While it might be tempting to see this level of espionage as a product of the Cold War, US involvement in regime change around the world continued during and after the collapse of the Soviet Union in 1991. The following year the CIA launched a coup attempt against the Iraqi Government that included a three year bombing campaign against civilian targets. Even into the 2000’s the Bush administration instigated a near Civil War between Palestinian political factions Fatah and Hamas, further dividing the West Bank and Gaza. The State Department under Hillary Clinton supported the Honduran military in their removal of President Manuel Zelaya in 2009 because, according to Colonel Andrew Papp, “we really didn’t like the guy”.

Given the historical precedence, it's not hard to imagine that the US has the ability to attempt a coup in Venezuela. But does it have the motivation? The short answer is yes. The Soviet Union may have fallen, but the rise of Communist China as a major economic power is more than enough to continue the “Red Scare” among members of the American Government. Added to that the resilience of Cuba, where Castro reportedly survived hundreds of CIA assassination attempts until his death of natural causes in 2016, stands out as a symbol that US power in Latin America, indeed across the globe, is not limitless. Venezuela’s socialist Government is perceived as a threat to American influence in a world where new generations are seriously looking at alternatives to capitalism.

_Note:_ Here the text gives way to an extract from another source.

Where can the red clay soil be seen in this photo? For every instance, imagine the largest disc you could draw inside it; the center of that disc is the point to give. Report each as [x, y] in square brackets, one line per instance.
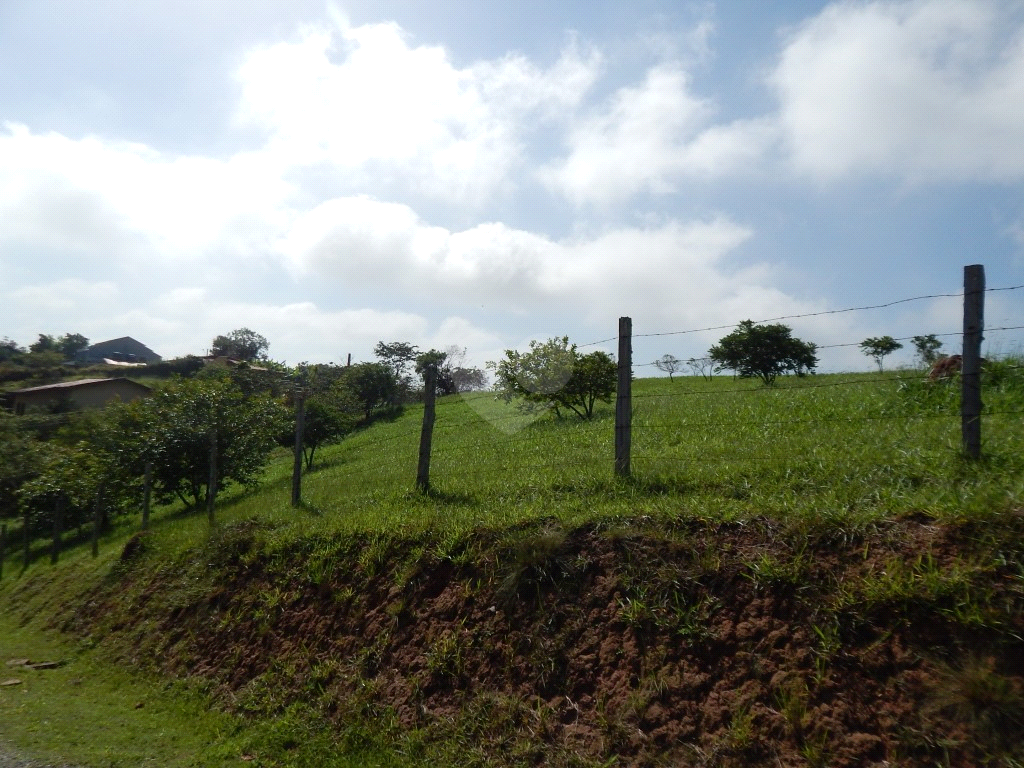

Venezuela is also rich in oil. The overreliance of the country’s economy on the production and export of oil is a major contributing factor in Venezuela’s current economic difficulties. The US has earned a reputation for spreading “freedom” and “democracy” in oil-rich countries. The overthrow of Maduro, and the installation of a friendly leader like Guaidó, would ensure a flow of cheap oil into the US and away from America’s enemies. 

Finally, populist leaders like Donald Trump are known to use successes on the international stage to distract from their failings at home. Benito Mussolini famously diverted the Italian public's attention away from their floundering economy during World War 2 by launching a disastrous military invasion of Ethiopia. With the COVID19 pandemic ravaging the country, and facing the worst recession since the Great Depression, the current administration may have gambled on the overthrow of Maduro giving them a needed boost in the polls.

We may never know the extent of US Government involvement in the Macuto Bay raid, or if there was any serious involvement at all. What we can say at this moment in time, given the history of American involvement in foreign coups, is that it is not impossible or even unlikely that the White House was seeking a sequel to the Bay of Pigs, with a more typical Hollywood ending this time around.